Here’s background to help you keep track of two ongoing processes – one by Medicare and one in the courts – that could lead to big changes in the way Medicare charges you for expensive drugs. You’ve likely heard of one but perhaps not the other.
Under Medicare’s complicated rules for Part D drug plans, there is no ceiling on out-of-pocket costs for prescription drugs. There is protection here, but even in what’s called the catastrophic phase of Part D drug coverage, consumers are still responsible for paying 5 percent of the billed price for meds.
As someone who takes a very expensive medicine whose costs exceed $5,000 a month, I can tell you that I reach the catastrophic phase of my Part D plan each year February! For me, at least, 5 percent of that price is still a financial burden.
The price I pay is not so different from the tentative price announced by Biogen for its new dementia drug, aducanumab (the brand name is Aduhelm).
Unlike my situation, however, nearly every older Medicare beneficiary is interested in a drug that could delay the onset of a condition that they find terrifying. The collective bill could overwhelm not only consumers but the entire Part D program, which is heavily subsidized by taxpayers.
The Centers for Medicare & Medicaid Services (CMS) announced last week that it was launching a formal process to explore who should receive Aduhelm and what it should cost. The process is called a National Coverage Determination analysis and is designed to set national policy for how Medicare will cover the drug.
“Alzheimer’s is a devastating illness that has touched the lives of millions of American families and as CMS opens our National Coverage Determination (NCD) analysis, we invite interested stakeholders to participate,” said CMS Administrator Chiquita Brooks-LaSure in a CMS press release. “We want to consider Medicare coverage of new treatments very carefully in light of the evidence available. That’s why our process will include opportunities to hear from many stakeholders, including patient advocacy groups, medical experts, states, issuers, industry professionals, and family members and caregivers of those living with this disease.”
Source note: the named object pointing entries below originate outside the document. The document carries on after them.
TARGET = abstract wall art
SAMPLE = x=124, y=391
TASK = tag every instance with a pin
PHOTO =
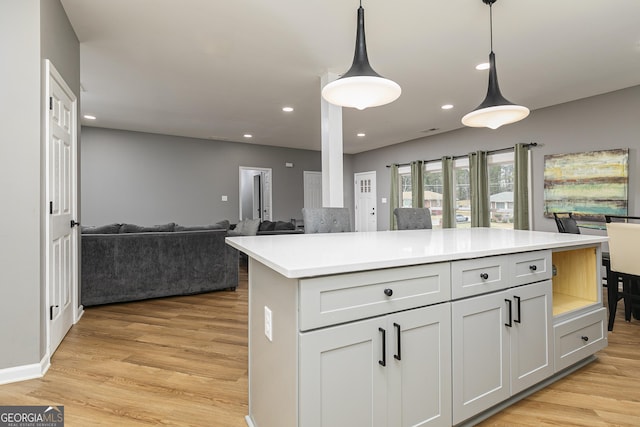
x=590, y=185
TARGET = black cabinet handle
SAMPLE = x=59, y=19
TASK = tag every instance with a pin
x=398, y=356
x=383, y=362
x=509, y=324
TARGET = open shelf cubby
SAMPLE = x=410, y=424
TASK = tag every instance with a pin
x=575, y=279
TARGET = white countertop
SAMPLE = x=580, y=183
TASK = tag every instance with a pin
x=307, y=255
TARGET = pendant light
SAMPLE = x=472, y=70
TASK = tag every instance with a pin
x=361, y=87
x=495, y=110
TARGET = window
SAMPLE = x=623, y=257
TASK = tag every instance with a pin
x=462, y=184
x=501, y=168
x=433, y=189
x=404, y=173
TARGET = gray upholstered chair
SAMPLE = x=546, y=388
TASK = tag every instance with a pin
x=326, y=220
x=413, y=218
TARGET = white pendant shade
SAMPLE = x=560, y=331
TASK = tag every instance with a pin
x=361, y=91
x=496, y=116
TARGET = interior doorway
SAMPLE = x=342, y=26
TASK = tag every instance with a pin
x=62, y=198
x=365, y=201
x=255, y=193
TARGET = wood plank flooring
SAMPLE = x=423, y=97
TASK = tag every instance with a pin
x=182, y=361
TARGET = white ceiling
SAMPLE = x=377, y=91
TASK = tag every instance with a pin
x=218, y=69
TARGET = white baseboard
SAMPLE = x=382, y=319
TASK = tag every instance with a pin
x=25, y=372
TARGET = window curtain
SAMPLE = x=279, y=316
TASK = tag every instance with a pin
x=394, y=199
x=417, y=184
x=480, y=214
x=521, y=188
x=448, y=194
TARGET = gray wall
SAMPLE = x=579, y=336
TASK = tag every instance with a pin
x=22, y=30
x=601, y=122
x=150, y=179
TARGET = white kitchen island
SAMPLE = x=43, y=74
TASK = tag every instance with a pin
x=415, y=328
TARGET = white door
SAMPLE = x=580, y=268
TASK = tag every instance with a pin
x=531, y=335
x=480, y=347
x=62, y=237
x=365, y=198
x=312, y=182
x=246, y=193
x=419, y=351
x=342, y=377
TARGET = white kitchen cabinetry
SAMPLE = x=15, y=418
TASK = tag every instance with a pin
x=502, y=344
x=431, y=327
x=392, y=371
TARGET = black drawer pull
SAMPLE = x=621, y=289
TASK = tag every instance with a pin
x=509, y=324
x=398, y=355
x=383, y=362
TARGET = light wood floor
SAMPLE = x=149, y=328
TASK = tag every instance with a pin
x=183, y=362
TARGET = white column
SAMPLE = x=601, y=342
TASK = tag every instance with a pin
x=331, y=129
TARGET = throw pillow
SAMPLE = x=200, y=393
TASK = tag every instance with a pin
x=221, y=225
x=247, y=227
x=267, y=226
x=132, y=228
x=283, y=225
x=100, y=229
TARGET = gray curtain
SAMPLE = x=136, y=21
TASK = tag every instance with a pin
x=480, y=214
x=448, y=194
x=417, y=184
x=521, y=188
x=394, y=200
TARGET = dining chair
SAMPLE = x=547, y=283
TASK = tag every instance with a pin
x=413, y=218
x=326, y=220
x=623, y=235
x=566, y=223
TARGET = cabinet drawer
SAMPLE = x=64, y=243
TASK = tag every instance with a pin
x=343, y=298
x=578, y=338
x=478, y=276
x=529, y=267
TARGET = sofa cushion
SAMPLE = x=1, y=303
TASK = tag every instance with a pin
x=247, y=227
x=220, y=225
x=267, y=226
x=132, y=228
x=284, y=225
x=100, y=229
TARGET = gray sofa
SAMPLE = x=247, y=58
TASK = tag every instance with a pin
x=129, y=266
You can track the process of this NCD and submit your own thoughts here. While the NCD is underway, Medicare’s regional administrative contractors – there are 12 across the country – may issue Local Coverage Determinations (LCDs). You can track those determinations here. (Sorry for all the bureaucratic gobbledygook!)
The second development involves a legal challenge to Medicare rules that prohibit medical providers, including drug companies, from providing consumers with price discounts and other financial assistance. Doing so would amount to trying to induce consumers to buy that company’s product.
Drug assistance programs are widely offered to non-Medicare consumers covered by private insurance plans. The reasonableness of the price and even the efficacy of the drug or product may never be discussed.
A compelling motivation for drug companies, of course, is to make expensive drugs more affordable and, not incidentally, thus induce more people to use the products. This is precisely why Medicare frowns on the practice.
You might ask why the companies don’t simply lower their prices. Good question. Only a cynic would note that maintaining high list prices helps the companies reap big gains from Medicare beneficiaries. Under the Part D program, the federal government pays 80 per cent of the price of drugs once they’ve reached the catastrophic phase of the program.
According to the Axios news service and reporter Bob Herman, Pfizer has challenged this rule in a court case involving heart medications that cost a whopping $225,000 a year. The case is now before a U.S. District Court.
If the government loses this case, the impact on Medicare users of expensive drugs could be enormous. Even if it wins, the case could add further pressure to legislative efforts to lower drug costs, especially for Medicare users.